Von der Mühle zur Bundesakademie
Ein Blick in die Technik- und Kulturgeschichte Wolfenbüttels
Wolfenbüttel war über vier Jahrhunderte Residenz der Herzöge zu Braunschweig und Lüneburg – und auch ein künstlerisch-kulturelles Zentrum. Prägend ist natürlich das Schloss, in dem viele Werkstatträume der Bundesakademie untergebracht sind. Neben dem Schloss wird das Stadtbild von Wolfenbüttel auch durch die Schünemannsche Mühle geprägt. Über die Jahre hatte das Gebäude verschiedene Funktionen und hat mehr als einmal seinen Besitzer gewechselt.
Doch warum hatte Wolfenbüttel überhaupt eine Mühle?

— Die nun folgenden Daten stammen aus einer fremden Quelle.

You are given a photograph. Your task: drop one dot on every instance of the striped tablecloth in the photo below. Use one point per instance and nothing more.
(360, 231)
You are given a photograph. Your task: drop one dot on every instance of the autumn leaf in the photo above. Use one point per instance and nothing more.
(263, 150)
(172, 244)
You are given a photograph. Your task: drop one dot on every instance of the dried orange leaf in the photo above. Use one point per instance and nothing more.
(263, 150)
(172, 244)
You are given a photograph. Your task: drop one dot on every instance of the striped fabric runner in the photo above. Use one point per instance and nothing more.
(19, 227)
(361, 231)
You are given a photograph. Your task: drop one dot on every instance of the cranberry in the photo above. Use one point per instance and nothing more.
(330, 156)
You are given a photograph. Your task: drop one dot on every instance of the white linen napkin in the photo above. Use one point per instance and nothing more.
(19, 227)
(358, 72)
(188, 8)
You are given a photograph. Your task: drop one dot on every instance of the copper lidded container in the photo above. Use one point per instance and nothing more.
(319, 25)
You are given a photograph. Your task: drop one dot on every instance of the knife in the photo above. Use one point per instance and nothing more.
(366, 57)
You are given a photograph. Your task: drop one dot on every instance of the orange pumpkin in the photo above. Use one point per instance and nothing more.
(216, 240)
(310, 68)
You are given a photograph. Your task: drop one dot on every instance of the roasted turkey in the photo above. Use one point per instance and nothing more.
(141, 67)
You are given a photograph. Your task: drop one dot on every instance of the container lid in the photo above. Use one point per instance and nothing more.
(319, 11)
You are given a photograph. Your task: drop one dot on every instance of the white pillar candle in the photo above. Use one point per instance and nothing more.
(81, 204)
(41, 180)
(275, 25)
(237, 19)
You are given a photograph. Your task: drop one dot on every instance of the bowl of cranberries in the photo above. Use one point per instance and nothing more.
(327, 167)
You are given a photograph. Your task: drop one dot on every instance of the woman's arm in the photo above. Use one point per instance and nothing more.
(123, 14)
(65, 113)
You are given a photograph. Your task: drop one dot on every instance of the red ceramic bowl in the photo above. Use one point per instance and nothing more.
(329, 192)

Früher wurde die Stadt von zahlreichen Kanälen durchzogen, die 1585 von dem Niederländer Hans Vredeman de Vries als Entwässerungssystem angelegt wurden. Heute sind Überbleibsel dieses Systems nur noch in „Klein Venedig“ zu sehen. Am Ufer eines dieser Gewässer – dort, wo heute die Schünemannsche Mühle steht – befand sich bereits 1630 ein Gebäude mit dem Namen „Neuwe Muhle“.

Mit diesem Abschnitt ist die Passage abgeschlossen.